The mercenaries flung the child’s dead body on to the ground; drunk with her blood, they raised their battle-song, and rushed into the strife far ahead of their Egyptian comrades.
But now the Persian ranks began to move. Phanes, furious with pain and rage, led on his heavy-armed troops, indignant too at the brutal barbarity of their countrymen, and dashed into the ranks of those very soldiers, whose love he had tried to deserve during ten years of faithful leadership.
At noon, fortune seemed to be favoring the Egyptians; but at sunset the Persians had the advantage, and when the full-moon rose, the Egyptians were flying wildly from the battle-field, perishing in the marshes and in the arm of the Nile which flowed behind their position, or being cut to pieces by the swords of their enemies.

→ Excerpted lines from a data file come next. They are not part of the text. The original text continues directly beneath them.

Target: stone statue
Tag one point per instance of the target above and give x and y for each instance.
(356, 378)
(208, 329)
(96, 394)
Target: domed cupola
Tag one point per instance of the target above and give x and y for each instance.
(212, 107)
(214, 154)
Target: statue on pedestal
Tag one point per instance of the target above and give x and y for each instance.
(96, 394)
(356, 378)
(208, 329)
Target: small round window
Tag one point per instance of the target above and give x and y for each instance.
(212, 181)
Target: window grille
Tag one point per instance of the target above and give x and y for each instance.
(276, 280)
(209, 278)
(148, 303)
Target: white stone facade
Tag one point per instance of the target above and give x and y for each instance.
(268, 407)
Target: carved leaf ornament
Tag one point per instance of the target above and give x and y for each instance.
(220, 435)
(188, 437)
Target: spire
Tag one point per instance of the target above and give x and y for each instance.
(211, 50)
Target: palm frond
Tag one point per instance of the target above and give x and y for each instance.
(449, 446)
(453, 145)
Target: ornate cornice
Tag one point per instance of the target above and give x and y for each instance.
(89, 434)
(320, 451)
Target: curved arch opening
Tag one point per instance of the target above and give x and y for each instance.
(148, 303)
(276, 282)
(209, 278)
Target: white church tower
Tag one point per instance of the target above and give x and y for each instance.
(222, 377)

Twenty thousand Persians and fifty thousand Egyptians lay dead on the blood-stained sea-sand. The wounded, drowned, and prisoners could scarcely be numbered.
[Herod. III. 12. Ktesias, Persica 9. In ancient history the loss of the conquered is always far greater than that of the conquerors. To a certain extent this holds good in the present day, but the proportion is decidedly not so unfavorable for the vanquished.]
Psamtik had been one of the last to fly. He was well mounted, and, with a few thousand faithful followers, reached the opposite bank of the Nile and made for Memphis, the well-fortified city of the Pyramids.